Crônica: Nada como a instrução
"Rico
estuda cinco anos mais."
O senhor não me arranja um trocado? Perguntou
o esfarrapado garoto com um olhar súplice. Outro daria o dinheiro ou seguiria
adiante. Não ele. Não perderia aquela oportunidade de ensinar a um indigente
uma lição preciosa:
-- Não, jovem – respondeu –, não vou
lhe dar dinheiro. Vou lhe dar uma coisa melhor do que dinheiro. Vou lhe
transmitir um ensinamento. Olhe para você, olhe para mim. Você é pobre, você
anda descalço, você decerto não tem o que comer. Eu estou bem vestido, moro
bem, como bem. Você deve estar achando que isso é obra do destino. Pois não é.
Sabe qual é a diferença entre nós, filho? O estudo. As estatísticas estão aí:
Pobre estuda cinco anos menos do que o rico.
O menino o olhava, assombrado. Ele
continuou:
-- Pessoas como eu estudaram mais do
que as pessoas de sua gente. Em média, cinco anos mais. Ou seja: passamos cinco
anos a mais em cima dos livros. Cinco anos sem nos divertir, cinco anos
queimando pestanas, cinco anos sofrendo na véspera dos exames. E sabe por quê,
filho? Porque queríamos aprender. Aprender coisas como o teorema de Pitágoras.
Você sabe o que é o teorema de Pitágoras? Não, seguramente você não sabe o que
é o teorema de Pitágoras. Se você soubesse, eu não só lhe daria um trocado, eu
lhe daria muito dinheiro, como homenagem a seu conhecimento. Mas você não sabe
o que é o teorema de Pitágoras, sabe?
-- Não – disse o menino. E virando as
costas foi embora.
Com o que ele ficou muito ofendido. O
rapaz simplesmente não queria saber nada acerca do teorema de Pitágoras. Aliás –
como era mesmo, o tal teorema? Era algo como o quadrado da hipotenusa é igual à
soma dos quadrados dos catetos. Ou: O quadro do cateto é a soma dos quadrados
da hipotenusa. Ou ainda, a hipotenusa dos quadrados é a soma dos catetos
quadrados. Enfim, algo que só aqueles que tem cinco anos a mais de estudo
conhecem.
Moacyr Scliar. O imaginário cotidiano.
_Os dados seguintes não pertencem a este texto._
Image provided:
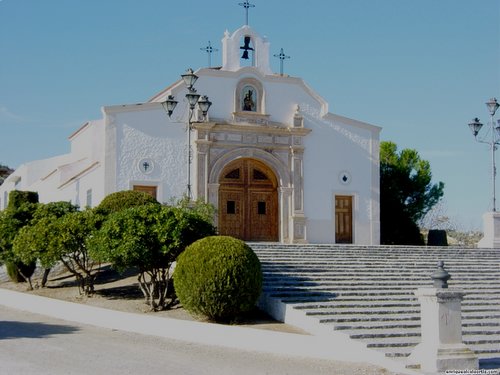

São
Paulo: Global, 2001. p. 25-6.
Entendendo a crônica:
01 – Moacyr Scliar criou a
crônica “Nada como a instrução” a partir do título de uma matéria jornalística:
“Rico estuda cinco anos mais”.
a)
O que esse fato revela quanto à natureza e ao
material de que é feita a crônica?
Que a crônica é feita de textos jornalísticos e fatos do cotidiano.
b)
Que tipo de problema social a crônica de
Moacyr Scliar aborda?
As diferenças de oportunidade entre ricos e pobres.
02 – Na crônica de Scliar,
um menino pede dinheiro a um homem na rua. Este, em vez de dinheiro, prefere
dar-lhe um ensinamento.
a)
Qual é o ensinamento?
O ensinamento de que as pessoas que estudam mais obtêm mais sucesso
na vida e vivem melhor.
b)
O que o homem ignora sobre a possibilidade de
o garoto seguir seu exemplo?
Ele ignora que a diferença entre ricos e pobres quanto à anos de
estudo não se deve principalmente ao esforço pessoal dos mais ricos, e sim às
dificuldades que os mais pobres têm para concluir os estudos, por falta de
dinheiro ou porque necessitam entrar cedo no mercado de trabalho, etc.
c)
A crônica de Scliar acaba por revelar-se
comum, insólita, crítica ou irônica? Justifique sua resposta.
Revela-se insólita,
por causa de seu final surpreendente; crítica,
porque denuncia as diferenças sociais; Irônica,
porque demonstra que o conhecimento escolar nem sempre é suficiente para que a
pessoa tenha uma visão mais abrangente da realidade.